At the very beginning of a turn, before you do anything else, click on your faction icon in the lower right hand corner of the control panel, and then open the "Financial" tab on the scroll that pops up. Take a look at where you are financially before you do anything else this turn. The left column will list all your projected income, from farming/taxes/trade/diplomacy and any others, while the right column will list all your projected expenditures for wages/army upkeep/diplomacy as well as recruitment/construction (which you should not have spent any on yet this turn). If the expenditure column is higher than the income column, you're losing money, and you have to see why. The odds are it's your army upkeep, in which case you need to reduce the size of the military.

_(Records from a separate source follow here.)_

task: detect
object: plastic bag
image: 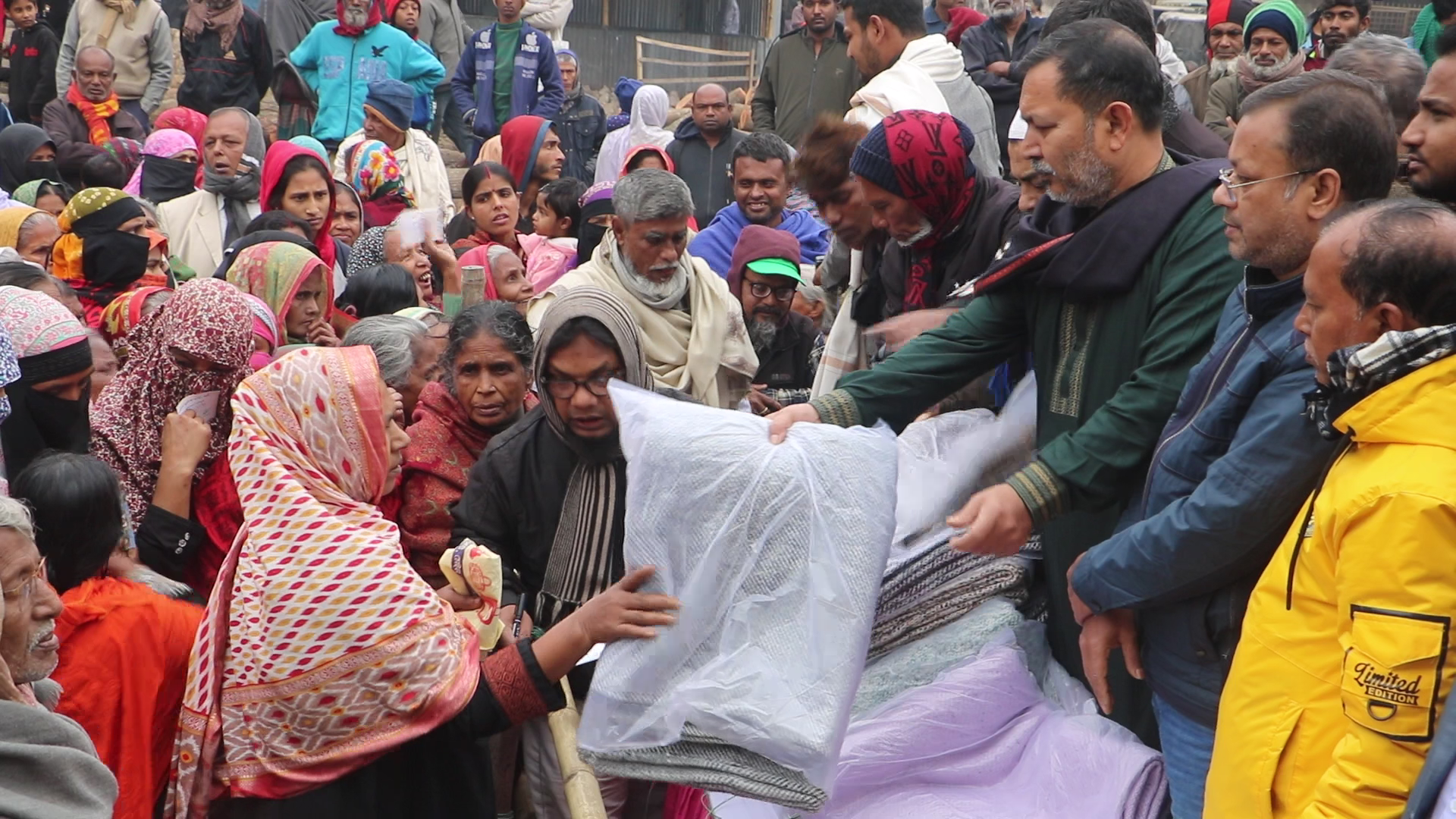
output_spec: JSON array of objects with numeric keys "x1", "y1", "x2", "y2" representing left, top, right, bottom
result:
[
  {"x1": 579, "y1": 381, "x2": 896, "y2": 809},
  {"x1": 896, "y1": 376, "x2": 1037, "y2": 544},
  {"x1": 815, "y1": 629, "x2": 1168, "y2": 819}
]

As mentioned, peasants are the most efficient garrison troop, because they give the most numbers for the cheapest maintenance cost. They can't fight for crap, so don't use them in cities where the garrison has to fight, but you can switch over to peasants in all your rear line cities. Don't have any more garrison than you need, or you're wasting money. You may also have too many troops in the field, so look at that and see if you can do without some of them.

I had similar problems in my early campaigns. I had 5 full 20-unit field armies, and I just wasn't earning enough money to pay that much upkeep. With later campaigns, I learned to keep an eye on those numbers and adjust. Sometimes I get caught without enough troops to deal with a situation that just popped up, but I don't run myself broke through having too many anymore.